History of Electrical Regulations
Nowadays the Global Electrical Standards are dictated by the International Electrotechnical Commission – IEC. In Europe, it is the European Committee for Electrotechnical Standardization – CENELEC that supports and cooperates with the IEC. More concretely, the graphs for Electrical and Electronic Symbology are governed by the European rule EN 60617 approved by the CENELEC under the international rule IEC 61082.
But… we are going to talk about history.
History of regulations, unit systems and electrical nomenclature
After the technical advances of the last years int the electric industry and the incoming industrialization of the production processes, the American Institute of Electrical Engineers – AIEE was born which started to develop regulations that pretended to establish order in the activities and electric specializations.
The AIEE create the first committee of normalization, the Committee on Electrical Units and Standards and other committees as the ones in charge of assigning the resistance of the cooper cable. This year the Henry was assigned as the autoinduction unit.
In Chicago another committee was created, with delegates from different countries, in charge of creating an international program in relation to the regulations, unit systems and electrical nomenclature.
This year, in the National Conference of Standardization of Electric Rules the rules that created the National Electric Code were enact. A year later the Committee on Electrical Units and Standards recommended to take the standard for the luminous intensity.
As a result of a discussion about Normalization of Generators, Motors and Transformers the first committee of the AIEE about product protocols was created, which was publicized in 1899 with the title of "Report of the Committee on Standardization".

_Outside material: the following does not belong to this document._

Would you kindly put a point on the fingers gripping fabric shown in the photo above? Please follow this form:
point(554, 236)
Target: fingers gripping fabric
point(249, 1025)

In San Luis was hold an international congress that set the basics for following congresses about units and electrical standards. In said congress was recommended the creation of two new committees. One of them formed by American government representants being the ones in charge of the legal conversion of units and standards. The other one was responsible for the rules related to commercial products of electrical industries which originated the International Electrotechnical Commission – IEC in 1906.
This Year was created the International Commission on Illumination – CIE(Commission internationale de l'éclairage in French) that implemented rules and international units related with the illumination.
During the World War some problems with the productive models in the industry were observed due to the lack of standardization, which encouraged the creation of working groups related to the “American war industries” to improve the normalization. This consequently derives in the creation of the War Industry Board.
In the post-war and with serious economic problems suffered in the industry, diverse building codes and activities in rules, units and standards were promulgated with the National Electric Code of the National Regulations Office.
The american military statements enter in the coordination of the rules creating the Federal Specification Board to unificate the specifications solicited by the different government departments.
This year was made a document of supplying to the militar industry with the name of JAN Specs.
After World War II the United Nations – UN coordinate the activities for the international normalization. This year was born the International Organization for Standardization – ISO to take care of the fields that the IEC didn’t. This two organizations work in Switzerland. Also, USA manage his rules and related organizations with the American National Standards Institute – ANSI.
The American Institute of Electrical Engineers – AIEE was fused with the Institute of Radio Engineers – IRE, creating, as a result, the Institute of Electrical and Electronics Engineers - IEEE.
More recently, more technical rules were made for the standardization of the construction of electrical and electronic devices in relation of their characteristics of operation, construction, dimensions, security, use… and to the symbology in the schematic representation of equipment and systems.
All of this rules, among other purposes, show the graphical way of representing with symbols the projects and electrical and electronic schemes. Despite the general wish to achieve international uniformity, nowadays still exist some private organizations and other regional, national and international organizations of standardization. That is, every country may have his own electric rules.